If in capitalistic society a shortage of labor power marks the most intensive activity of industry, in our own case this has been caused by conditions which are unique and unprecedented in capitalist economic experience. Only part of our industry is at work, and yet there is a shortage of labor power felt in the cities and industrial centers. We observe an exodus of laborers from industrial centers, caused by poor living conditions. Those hundreds of skilled laborers whom we are at present lacking for the most elementary and minimal requirements of industry have gone partly to the country, to labor communes, Soviet farms, producers’ associations, while another part, a very considerable one, serves in the army. But the proletariat also leaks away to join the ranks of petty profiteers and barter-traders, we are ashamed and sorry to confess. This fact is being observed and there is no use concealing or denying it. There is also another cause which hurts the industrial life and hinders a systematic organization of work. This is the migration of the workers from place to place in search of better living conditions. All of this, again, is the result of the one fundamental cause—the very critical food situation in the cities and, in general, the hard conditions of life for the industrial proletariat.

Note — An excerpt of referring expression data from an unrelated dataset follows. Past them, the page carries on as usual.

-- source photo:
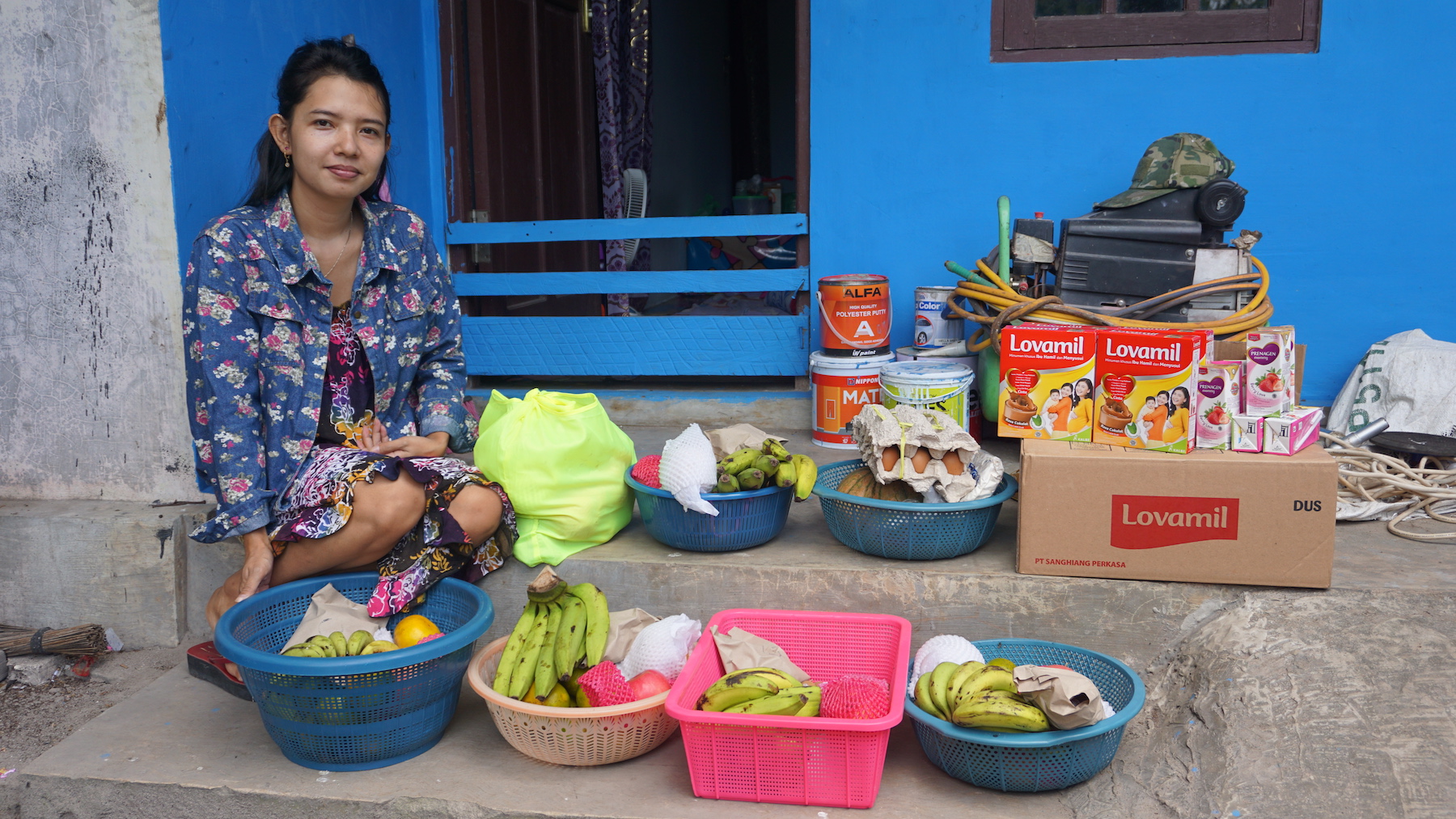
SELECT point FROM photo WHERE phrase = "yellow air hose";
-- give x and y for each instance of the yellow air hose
(1005, 306)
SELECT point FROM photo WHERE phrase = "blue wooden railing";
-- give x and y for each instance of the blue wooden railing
(644, 345)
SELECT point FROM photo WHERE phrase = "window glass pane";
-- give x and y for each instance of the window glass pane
(1066, 7)
(1139, 6)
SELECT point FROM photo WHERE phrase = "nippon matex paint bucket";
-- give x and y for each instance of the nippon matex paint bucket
(842, 386)
(973, 398)
(935, 325)
(929, 384)
(853, 315)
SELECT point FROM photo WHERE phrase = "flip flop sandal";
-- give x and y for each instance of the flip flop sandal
(205, 664)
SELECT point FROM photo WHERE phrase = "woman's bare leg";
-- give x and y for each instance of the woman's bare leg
(383, 513)
(478, 511)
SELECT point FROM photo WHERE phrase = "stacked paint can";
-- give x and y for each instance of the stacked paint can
(857, 367)
(855, 338)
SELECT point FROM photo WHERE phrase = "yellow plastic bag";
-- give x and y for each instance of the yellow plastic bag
(561, 460)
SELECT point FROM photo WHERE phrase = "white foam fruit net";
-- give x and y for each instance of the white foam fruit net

Finally, some attention must be given to the speech of Lenin, reported in Izvestia, January 29, 1920. Discussing the question whether industry should be administered by a “collegium” or by a single individual clothed with absolute authority, Lenin defended the latter as the only practical method, illustrating his case by reference to the Red Army. The Soviet organization in the army was well enough at first, as a start, but the system of administration has now become “administration by a single individual as the only proper method of work.” He explains this point in the following words:

Administration by “colleges” as the basic type of the organization of the Soviet administration presents in itself something fundamental and necessary for the first stage when it is necessary to build anew. But with the establishing of more stable forms, a transition to practical work is bound up with administration by a single individual, a system which, most of all, assures the best use of human powers and a real and not verbal control of work.

Thus the master pronounces the doom of industrial Sovietism. No cry of, “All power to the Soviets!” comes from his lips now, but only a demand that the individual must be made all-powerful. Lenin the ruler pours scorn upon the vision of Lenin the leader of revolt. His ideal now is that of every industrial despot everywhere. He has no pity for the toiler, but tells his followers that they must “replace the machines which are lacking and those which are being destroyed by the strength of the living laborer.” That means rope haulage instead of railway transportation; it means that, instead of being masters of great machines, the Russian toilers must replace the machines.